The heart is a pump. It may fail as a pump either from the inability to generate enough contractile force or from structural anomalies that prevent or inappropriately direct blood to the tissues. Examples of the former include myocarditis, an infection of heart muscle cells (myocytes), or a cardiomyopathy, a primary structural or metabolic abnormality of the microscopic elements of a myocyte. Examples of structural anomalies that might lead to heart failure include left-to-right shunt lesions such as ventricular septal defect; patent ductus arteriosus, and, rarely, atrial septal defect, or valvar regurgitation because of the increased volume load on the heart; and severe valvar stenosis because of the increased pressure load. When the heart is no longer able to compensate, the state of heart failure exists.

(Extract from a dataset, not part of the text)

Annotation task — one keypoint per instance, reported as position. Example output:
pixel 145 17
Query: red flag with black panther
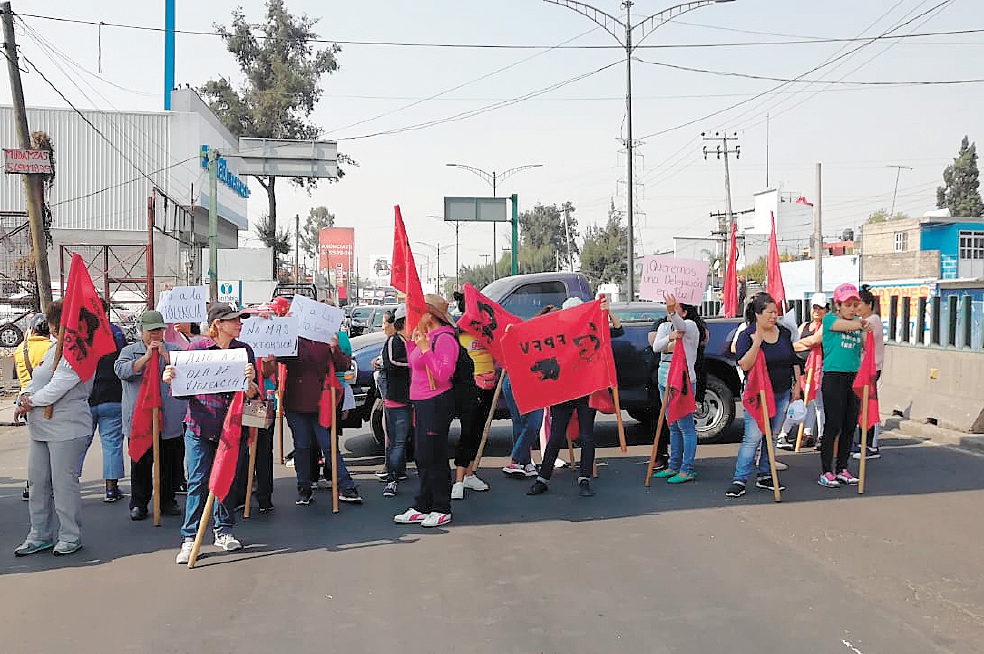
pixel 679 391
pixel 485 320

When the heart fails to adequately pump blood forward for any reason, venous congestion occurs. On the right side, the liver in particular becomes distended and engorged with blood. This leads to abdominal discomfort or vomiting initially, but in certain prolonged cases, it may lead to liver dysfunction and distension of venous collaterals, some of which may be visible under the skin (Figure 46-1). The signs of peripheral edema and jugular venous distension (Figure 46-2, left), classically seen in adults are not typically seen in infants or young children. On the left side, pulmonary venous congestion leads to fluid extravasation within the lungs, typically interstitial in infants and intraalveolar in older children and adults (Figure 46-2, right). This leads to shortness of breath, tachypnea, and dyspnea and can present on chest radiography similar to pneumonia. Indeed, in some cases, a secondary infection may develop superimposed on these wet and stiff lungs.

As the heart begins to fail in the volume of blood it can pump, the sympathetic nervous system seeks to compensate by increasing the heart rate. In these cases, an ECG may be useful in differentiating a sinus tachycardia in response to a failing heart (P-wave axis between 0 and 90 with a one-to-one relationship to the QRS complexes) versus a primary arrhythmia. If prolonged and untreated, some nonsinus heart rhythms can be the cause of heart failure. Finally, upregulation of the sympathetic nervous system may also cause vasoconstriction and diaphoresis, and the child may present as cold, pale, and diaphoretic.